Nutrition in the News
In this article titled "Parents' binge eating, restrictive feeding practices may be reactions to kids' emotions" published from the University of Illinois at Urbana-Champaign, the authors focus in on why parents who participate in binge eating often restrict the diets of their children. In this study binge eating is defined as "eating unusually large amounts of food in an uncontrolled manner without compensatory behaviors such as purging" (University of Illinois at Urbana-Champaign, 2016). Parents who are dealing with an upset child displaying signs of anger or sadness are more likely to engage in episodes of binge eating. These same parents were also more likely to restrict the diet of their child/children. In previous studies that have been conducted restrictive behaviors by parents have been linked to health problems in their children. These health issues include, but are not limited to, children becoming overweight and overeating, even if the child is not hungry. Parents who indulge themselves in excessive food intake do not want their children to do the same. To compensate for their binge eating parents will often restrict intake of food or certain foods for their children. In this study parents who were feeling distress often engaged in binge eating. This lead to parent's restricting the child's diet. Researchers believe that the reason for the restriction on food intake is to control the child's health or to help maintain the child's weight. Two reasons for the restriction of diet were proposed in this article. One reason was that when parent's are focused on their own feelings they neglect the feelings of hunger or other emotions of the child. The second reason for restricting the diet may be that parent wants to make sure their child does not engage in the same self-destructing eating behaviors. In conclusion, the researchers of this article believe that it is important to understand the parent's feelings when looking at the child's diet. When the parent's feelings are influencing the child's diet, those feelings need to be addressed to ensure that their children are receiving adequate nutrition.

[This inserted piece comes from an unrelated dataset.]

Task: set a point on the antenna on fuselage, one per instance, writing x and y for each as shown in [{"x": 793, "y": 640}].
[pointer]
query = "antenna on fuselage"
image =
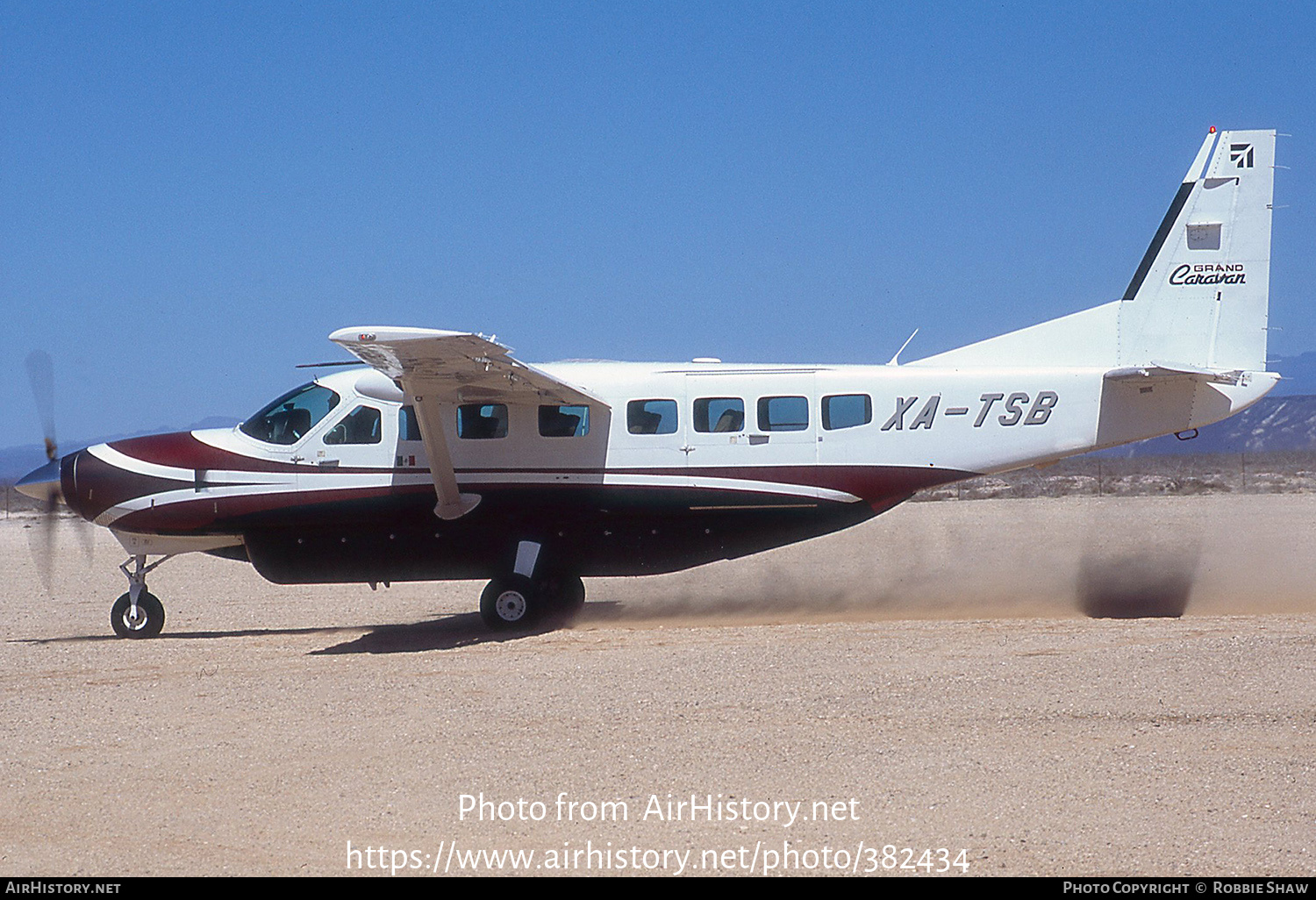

The article I chose was rewritten and reformatted by researchers from the University of Illinois at Urbana-Champaign. The name of an exact author is not presented in this version of the article, which makes the credibility of this article questionable from the beginning. Even though the article is written by a university, it lacks the credibility that is established by having an identifiable author. Another questionable piece about this article is that this version was written by the University of Illinois, but was originally written by Sharita Forrest. By editing, shortening, and recreating this article it loses content. When this article lost part of its' content it could have been changed around and recreated to present a different viewpoint. To understand how the opinions of these new writers compare with the original author you would have to find the original and compare the pieces. At the bottom of sciencedaily.com, where I retrieved this article, there is a disclaimer warning readers that this is for information only, not to be used as medical or professional advice. This disclaimer leads me to believe that information written and presented on this website is not backed up by science or research that is proven to be accurate. When reading this article you have to keep that in the back of your mind. An article that is posted on a .com website can usually be posted by anyone, and also edited by anyone. This article would be a lot more credible if it came from a .gov, .org, or .edu source. Even though there are many things about this article that discredit it, there is one thing that is credible about it. The sources used and original author are mentioned. This allows the reader to believe what they want about the content provided, while also allowing them to check the credibility of the sources they used. If someone read this article and wanted to know more about the topic, using credible resources, they could visit a website that is ran by a university, a government website, volunteer health agency websites, and even read academic journals. All of these sources are credible and the authors almost always have credentials and scientific based evidence in their work.